もし残念がってくれたならば、申し訳ないな、と思う。
学祭当日午前中は賑やかなクラスの催しに参加した。
うちのクラスは縁日で女子は浴衣、男子は法被姿。
男子は金魚すくいコーナーと焼き鳥、女子は綿あめとかき氷の担当だ。
余った人は呼び込みや、時間割で休憩貰って他のクラスを回ったりしている。
朝一でかき氷三十分を担当し、一人でゴリゴリして頑張ったのですぐに休憩に回された。
もう、腕がパンパンにだけど、ドラム担当、腕力はある。
「んじゃ休憩に行ってくるね!」
交代してくれた由衣ちゃんに手を振り周囲を見渡すと、加瀬くんは金魚すくいコーナーで小学生たちに囲まれて掬い方をレクチャーしていた。

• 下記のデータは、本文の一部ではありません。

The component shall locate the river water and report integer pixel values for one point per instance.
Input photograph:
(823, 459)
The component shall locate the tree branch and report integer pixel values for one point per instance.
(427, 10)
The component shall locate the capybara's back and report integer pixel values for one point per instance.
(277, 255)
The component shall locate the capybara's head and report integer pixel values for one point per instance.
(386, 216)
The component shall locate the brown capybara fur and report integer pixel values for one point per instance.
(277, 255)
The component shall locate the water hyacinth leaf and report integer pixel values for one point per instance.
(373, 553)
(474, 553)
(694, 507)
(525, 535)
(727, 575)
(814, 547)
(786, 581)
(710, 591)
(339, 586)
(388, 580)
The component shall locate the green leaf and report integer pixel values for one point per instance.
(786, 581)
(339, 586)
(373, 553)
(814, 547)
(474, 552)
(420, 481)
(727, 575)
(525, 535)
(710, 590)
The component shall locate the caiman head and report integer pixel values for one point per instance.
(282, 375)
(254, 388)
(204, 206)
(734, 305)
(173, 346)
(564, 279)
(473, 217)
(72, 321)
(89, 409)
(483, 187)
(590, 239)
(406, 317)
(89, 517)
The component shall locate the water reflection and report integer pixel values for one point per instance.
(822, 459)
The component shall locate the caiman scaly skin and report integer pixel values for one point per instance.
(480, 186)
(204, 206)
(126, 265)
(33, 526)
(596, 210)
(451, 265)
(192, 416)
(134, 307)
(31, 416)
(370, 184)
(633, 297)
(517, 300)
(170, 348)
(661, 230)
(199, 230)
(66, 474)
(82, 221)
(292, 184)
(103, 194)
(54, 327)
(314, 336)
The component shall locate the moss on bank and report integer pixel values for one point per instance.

それを横目で見ながら教室を出て、一番に覗いたのは一組のパンケーキ屋さん。
男子は水色、女子はピンクのお揃いエプロン付けてる中で、周は必死にパンケーキ焼いていた。
こっちに気づかないほど忙しそうなので一組は後で回ろうかな、と踵を返したら目の前にパンダが立っていた。

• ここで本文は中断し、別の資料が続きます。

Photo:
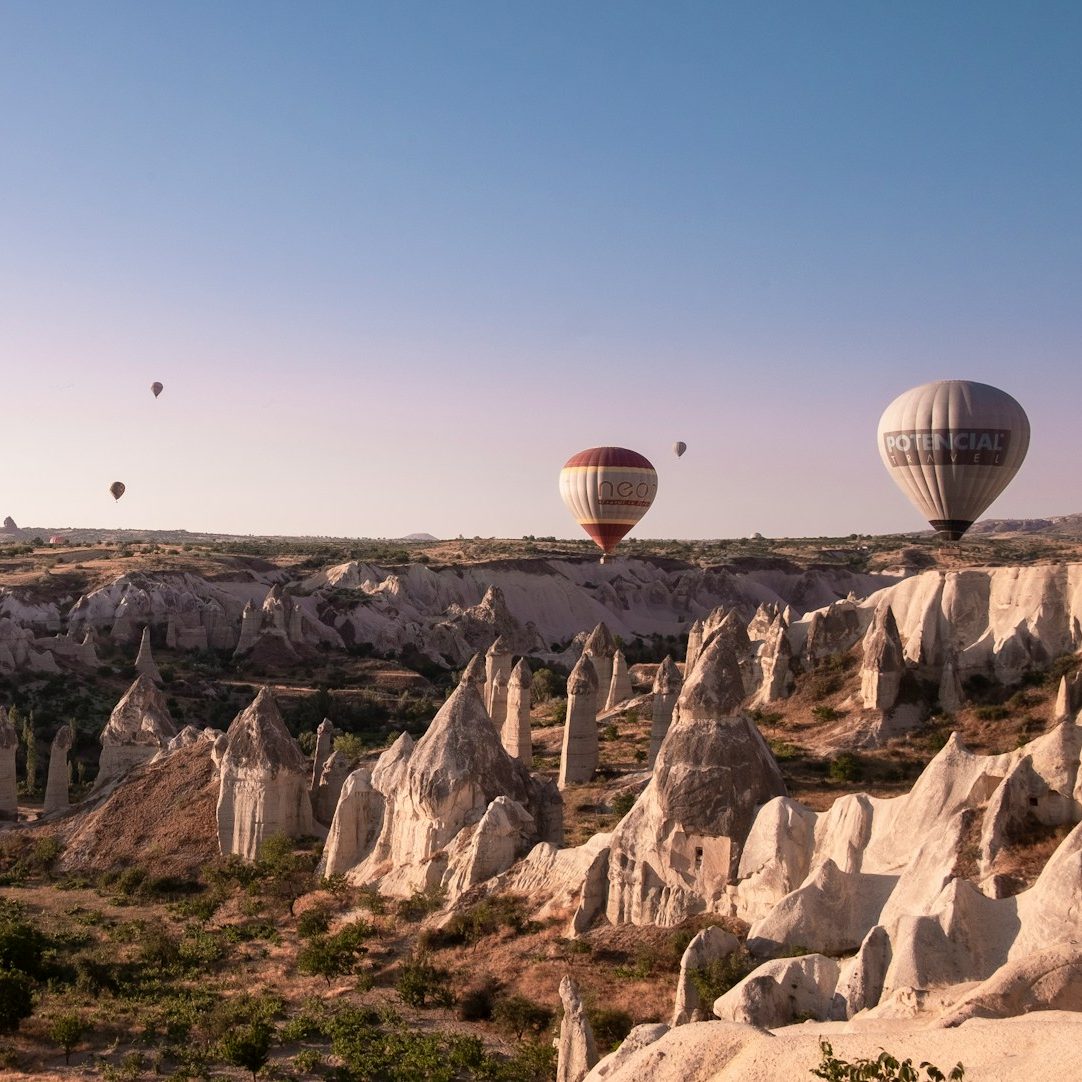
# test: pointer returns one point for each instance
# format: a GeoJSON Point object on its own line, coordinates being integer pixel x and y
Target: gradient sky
{"type": "Point", "coordinates": [395, 262]}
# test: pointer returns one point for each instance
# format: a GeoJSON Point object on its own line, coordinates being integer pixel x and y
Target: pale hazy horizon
{"type": "Point", "coordinates": [394, 264]}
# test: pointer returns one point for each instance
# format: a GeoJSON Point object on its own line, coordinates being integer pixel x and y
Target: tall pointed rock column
{"type": "Point", "coordinates": [619, 689]}
{"type": "Point", "coordinates": [264, 781]}
{"type": "Point", "coordinates": [57, 797]}
{"type": "Point", "coordinates": [667, 685]}
{"type": "Point", "coordinates": [578, 757]}
{"type": "Point", "coordinates": [601, 648]}
{"type": "Point", "coordinates": [9, 788]}
{"type": "Point", "coordinates": [325, 744]}
{"type": "Point", "coordinates": [144, 660]}
{"type": "Point", "coordinates": [515, 735]}
{"type": "Point", "coordinates": [498, 664]}
{"type": "Point", "coordinates": [884, 662]}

いや、パンダの着ぐるみを着た人が、私に何か差し出している。
「私に?」
そう聞いたら、頷いたので受け取るとどうやら持ち帰り用パンケーキのようだ。
なんで? 私、注文してないよ?
「え、っと」
言いかけた私の手を取りパンダは早足で歩き出す。
もしかして、パンダの中の人って……?
「まさか、アオイくん?」
コクコクと頷いたパンダアオイくんに連れられて一緒に他のクラスの催しを見て回った。